The Wide-Assed Sexlessness of a Dad.

"We are allowed a thirty-minute break for lunch. My co-Ambassador, Sammy, takes an hour and returns without a word of apology. I run to the Burger King on the corner. I wonder what it is about my uniform--an outfit consisting of a white T-shirt with navy banding at the cuffs, a blue-and-white grosgrain belt, white shorts, and white sneakers--that immediately marks me as wearing one. In college, I briefly favored pajama tops as shirts, until one of my professors leaned over one day and confidentially told me, 'You know, no one would know if it wasn't for the buttons.' She was right. They were the size of Mentos.

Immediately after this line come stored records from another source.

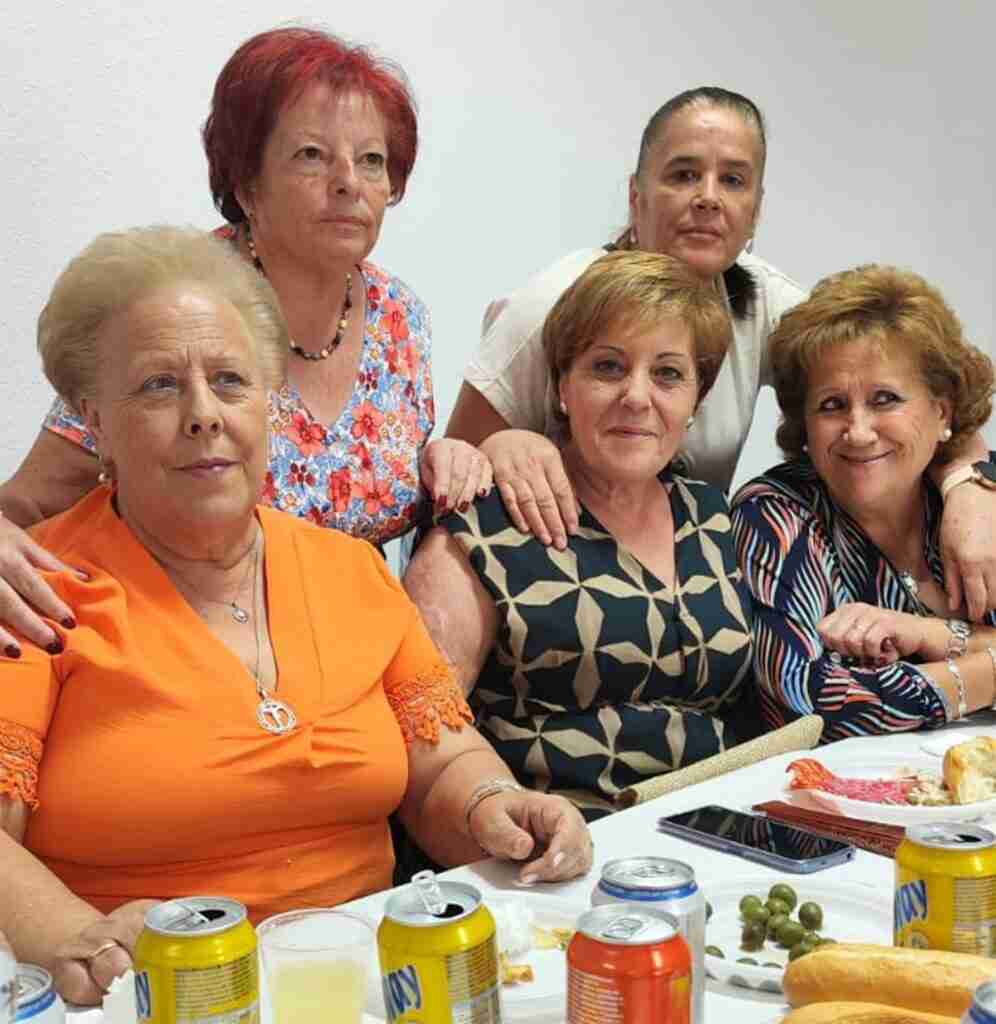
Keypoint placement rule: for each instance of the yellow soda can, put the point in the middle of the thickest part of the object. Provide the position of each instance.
(438, 955)
(196, 964)
(946, 889)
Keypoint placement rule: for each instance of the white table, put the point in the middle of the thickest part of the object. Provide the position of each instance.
(634, 833)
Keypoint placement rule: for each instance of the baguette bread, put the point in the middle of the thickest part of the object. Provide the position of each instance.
(969, 770)
(862, 1013)
(927, 980)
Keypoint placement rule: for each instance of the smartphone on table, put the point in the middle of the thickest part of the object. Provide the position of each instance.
(758, 839)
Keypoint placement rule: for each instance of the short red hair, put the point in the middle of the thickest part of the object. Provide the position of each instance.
(272, 70)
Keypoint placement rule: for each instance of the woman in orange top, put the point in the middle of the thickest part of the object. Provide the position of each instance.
(231, 711)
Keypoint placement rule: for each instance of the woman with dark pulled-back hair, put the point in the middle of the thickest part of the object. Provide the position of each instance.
(308, 141)
(695, 195)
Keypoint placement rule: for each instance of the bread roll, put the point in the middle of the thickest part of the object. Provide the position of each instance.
(927, 980)
(969, 770)
(862, 1013)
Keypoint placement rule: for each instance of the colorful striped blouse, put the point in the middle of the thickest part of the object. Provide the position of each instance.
(803, 557)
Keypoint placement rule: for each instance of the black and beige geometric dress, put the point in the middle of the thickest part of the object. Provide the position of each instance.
(602, 676)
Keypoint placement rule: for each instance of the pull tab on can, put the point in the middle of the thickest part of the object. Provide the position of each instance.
(429, 892)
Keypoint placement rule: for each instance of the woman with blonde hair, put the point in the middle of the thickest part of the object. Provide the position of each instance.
(628, 653)
(245, 697)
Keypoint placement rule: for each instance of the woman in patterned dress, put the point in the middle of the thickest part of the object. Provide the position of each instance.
(626, 654)
(840, 546)
(307, 141)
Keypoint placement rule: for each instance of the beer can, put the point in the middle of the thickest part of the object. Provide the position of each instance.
(983, 1009)
(668, 886)
(196, 964)
(37, 999)
(628, 966)
(946, 889)
(439, 962)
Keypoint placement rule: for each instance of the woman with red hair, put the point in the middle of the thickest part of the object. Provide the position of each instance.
(308, 141)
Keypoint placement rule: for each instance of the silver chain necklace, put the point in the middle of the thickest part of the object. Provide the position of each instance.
(272, 714)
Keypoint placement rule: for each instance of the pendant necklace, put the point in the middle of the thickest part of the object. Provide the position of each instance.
(347, 304)
(273, 715)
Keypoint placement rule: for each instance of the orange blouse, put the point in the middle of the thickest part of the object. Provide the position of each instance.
(138, 747)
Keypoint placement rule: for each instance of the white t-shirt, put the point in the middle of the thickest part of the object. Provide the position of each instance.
(510, 368)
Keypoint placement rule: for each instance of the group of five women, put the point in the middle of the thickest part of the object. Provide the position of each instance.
(597, 617)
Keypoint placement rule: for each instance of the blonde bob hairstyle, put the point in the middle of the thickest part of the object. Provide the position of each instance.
(120, 267)
(623, 291)
(898, 310)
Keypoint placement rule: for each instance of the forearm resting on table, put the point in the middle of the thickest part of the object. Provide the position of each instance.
(434, 808)
(37, 912)
(474, 418)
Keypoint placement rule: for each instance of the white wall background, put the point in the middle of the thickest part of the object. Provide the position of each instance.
(880, 121)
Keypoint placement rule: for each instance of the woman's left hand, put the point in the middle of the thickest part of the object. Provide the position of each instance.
(455, 473)
(86, 965)
(879, 636)
(518, 825)
(968, 549)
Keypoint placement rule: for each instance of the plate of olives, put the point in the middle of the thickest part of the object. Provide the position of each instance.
(760, 924)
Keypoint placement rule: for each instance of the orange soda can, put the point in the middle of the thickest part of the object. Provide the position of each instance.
(629, 966)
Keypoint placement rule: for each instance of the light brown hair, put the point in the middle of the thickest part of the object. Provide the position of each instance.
(623, 290)
(892, 307)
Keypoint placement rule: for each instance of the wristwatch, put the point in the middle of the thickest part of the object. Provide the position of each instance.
(983, 473)
(958, 642)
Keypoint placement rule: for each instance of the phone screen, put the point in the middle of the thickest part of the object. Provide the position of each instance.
(758, 834)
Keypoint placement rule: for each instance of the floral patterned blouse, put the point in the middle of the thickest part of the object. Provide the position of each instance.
(359, 474)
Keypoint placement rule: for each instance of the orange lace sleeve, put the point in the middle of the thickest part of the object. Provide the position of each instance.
(20, 753)
(426, 700)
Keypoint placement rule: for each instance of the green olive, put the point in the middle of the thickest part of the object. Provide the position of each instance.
(760, 913)
(752, 936)
(778, 906)
(811, 916)
(749, 901)
(790, 933)
(785, 893)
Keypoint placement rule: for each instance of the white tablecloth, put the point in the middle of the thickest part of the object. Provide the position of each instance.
(634, 833)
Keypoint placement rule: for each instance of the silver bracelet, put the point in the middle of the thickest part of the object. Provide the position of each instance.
(992, 657)
(959, 680)
(489, 787)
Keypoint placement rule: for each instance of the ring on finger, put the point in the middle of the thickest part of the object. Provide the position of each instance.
(102, 948)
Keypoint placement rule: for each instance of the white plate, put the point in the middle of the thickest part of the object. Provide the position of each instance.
(851, 913)
(897, 814)
(939, 744)
(547, 993)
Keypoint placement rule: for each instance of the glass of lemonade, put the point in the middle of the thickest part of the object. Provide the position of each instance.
(315, 964)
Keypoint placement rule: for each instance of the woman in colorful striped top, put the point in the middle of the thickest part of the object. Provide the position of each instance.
(840, 545)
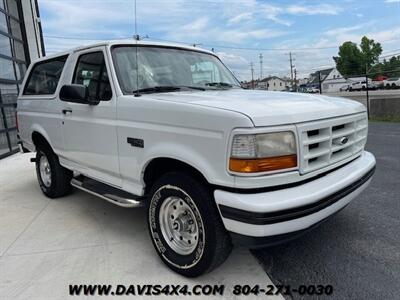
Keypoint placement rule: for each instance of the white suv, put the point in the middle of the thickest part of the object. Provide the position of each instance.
(168, 126)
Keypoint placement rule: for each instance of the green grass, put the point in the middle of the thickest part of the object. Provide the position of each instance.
(395, 119)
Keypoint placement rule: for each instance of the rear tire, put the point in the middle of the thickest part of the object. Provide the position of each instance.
(185, 226)
(54, 179)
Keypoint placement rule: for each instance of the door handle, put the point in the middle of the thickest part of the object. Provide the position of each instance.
(66, 110)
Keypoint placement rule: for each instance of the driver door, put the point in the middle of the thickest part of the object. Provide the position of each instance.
(89, 131)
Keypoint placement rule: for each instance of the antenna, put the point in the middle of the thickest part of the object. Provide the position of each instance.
(136, 36)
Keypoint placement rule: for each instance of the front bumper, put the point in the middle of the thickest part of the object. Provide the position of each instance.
(294, 209)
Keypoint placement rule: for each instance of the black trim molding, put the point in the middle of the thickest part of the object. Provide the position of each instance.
(258, 218)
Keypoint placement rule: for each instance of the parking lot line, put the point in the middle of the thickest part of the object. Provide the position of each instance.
(80, 239)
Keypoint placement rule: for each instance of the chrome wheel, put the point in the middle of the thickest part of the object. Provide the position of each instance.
(178, 225)
(45, 171)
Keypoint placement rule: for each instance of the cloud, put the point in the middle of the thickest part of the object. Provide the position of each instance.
(321, 9)
(241, 17)
(198, 25)
(343, 30)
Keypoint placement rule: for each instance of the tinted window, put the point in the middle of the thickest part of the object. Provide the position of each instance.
(5, 46)
(91, 71)
(44, 77)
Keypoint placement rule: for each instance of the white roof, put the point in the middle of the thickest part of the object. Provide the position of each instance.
(127, 42)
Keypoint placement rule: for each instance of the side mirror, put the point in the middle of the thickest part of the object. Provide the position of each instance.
(76, 93)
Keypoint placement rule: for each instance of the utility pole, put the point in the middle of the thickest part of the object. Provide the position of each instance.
(367, 88)
(319, 82)
(252, 75)
(291, 60)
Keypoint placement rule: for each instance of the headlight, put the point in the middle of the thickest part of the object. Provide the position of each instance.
(263, 152)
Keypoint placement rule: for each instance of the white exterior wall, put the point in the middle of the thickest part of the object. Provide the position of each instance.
(33, 34)
(276, 84)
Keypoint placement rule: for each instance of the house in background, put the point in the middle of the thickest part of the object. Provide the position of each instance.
(274, 83)
(331, 80)
(21, 42)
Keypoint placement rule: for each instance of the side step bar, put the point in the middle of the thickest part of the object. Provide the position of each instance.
(106, 192)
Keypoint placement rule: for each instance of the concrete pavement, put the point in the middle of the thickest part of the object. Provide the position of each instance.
(358, 250)
(45, 245)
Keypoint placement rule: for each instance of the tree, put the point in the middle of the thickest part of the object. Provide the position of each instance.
(370, 52)
(354, 60)
(349, 61)
(389, 68)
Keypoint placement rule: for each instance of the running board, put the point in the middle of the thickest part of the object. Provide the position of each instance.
(106, 192)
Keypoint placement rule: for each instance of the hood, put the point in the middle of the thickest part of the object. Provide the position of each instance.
(266, 108)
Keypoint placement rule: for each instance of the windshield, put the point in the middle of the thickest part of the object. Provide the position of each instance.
(168, 69)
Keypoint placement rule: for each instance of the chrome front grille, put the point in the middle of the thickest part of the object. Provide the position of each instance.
(328, 142)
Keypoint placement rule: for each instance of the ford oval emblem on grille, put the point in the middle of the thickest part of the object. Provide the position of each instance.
(343, 140)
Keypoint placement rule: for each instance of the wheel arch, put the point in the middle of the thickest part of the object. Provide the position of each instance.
(159, 166)
(40, 139)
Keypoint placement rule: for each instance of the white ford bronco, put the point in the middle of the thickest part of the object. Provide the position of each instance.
(167, 126)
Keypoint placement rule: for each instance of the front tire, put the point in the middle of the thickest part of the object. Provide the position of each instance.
(185, 226)
(54, 179)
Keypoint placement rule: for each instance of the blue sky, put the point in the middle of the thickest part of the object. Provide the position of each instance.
(312, 30)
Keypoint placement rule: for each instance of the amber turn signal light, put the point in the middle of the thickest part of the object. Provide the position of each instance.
(263, 164)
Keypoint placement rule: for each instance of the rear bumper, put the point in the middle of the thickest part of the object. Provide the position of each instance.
(291, 210)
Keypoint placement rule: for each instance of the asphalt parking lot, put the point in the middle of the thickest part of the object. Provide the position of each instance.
(358, 250)
(45, 245)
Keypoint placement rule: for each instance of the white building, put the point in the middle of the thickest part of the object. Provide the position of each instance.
(20, 43)
(331, 80)
(273, 83)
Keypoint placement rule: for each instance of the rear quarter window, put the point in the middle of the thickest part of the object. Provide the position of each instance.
(44, 76)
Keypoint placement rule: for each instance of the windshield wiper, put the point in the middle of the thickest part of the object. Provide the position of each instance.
(157, 89)
(192, 87)
(167, 88)
(219, 84)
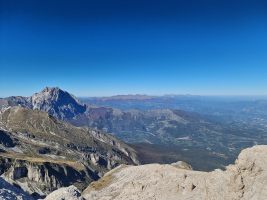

"Dad jeans" are also apparently now a thing. Wide-assed, sexless. Also a type of uniform?
 From Vanity Fair.
With my Hiawatha uniform, I think it's a combination of the fact that if you're all in white on Collins Avenue, that means you're in service, coupled with my clothes' fastidious cleanliness but rather casual approximation of proper fit. I'd hoped to be wearing something a little tighter and sexier. My present loose attire only accentuates my unmistakable forty years of wear and tear, the love handles, and male pattern baldness. I project the wide-assed sexlessness of a dad. In other words, I am invisible in South Beach. Exactly what a uniform is designed to do." (97-98)

Rakoff, David. "Beach Bummer" in Don't Get Too Comfortable. New York: Doubleday, 2005.

What an apt question: "What is it about my uniform that immediately marks me as wearing one?" Rakoff, the great observer.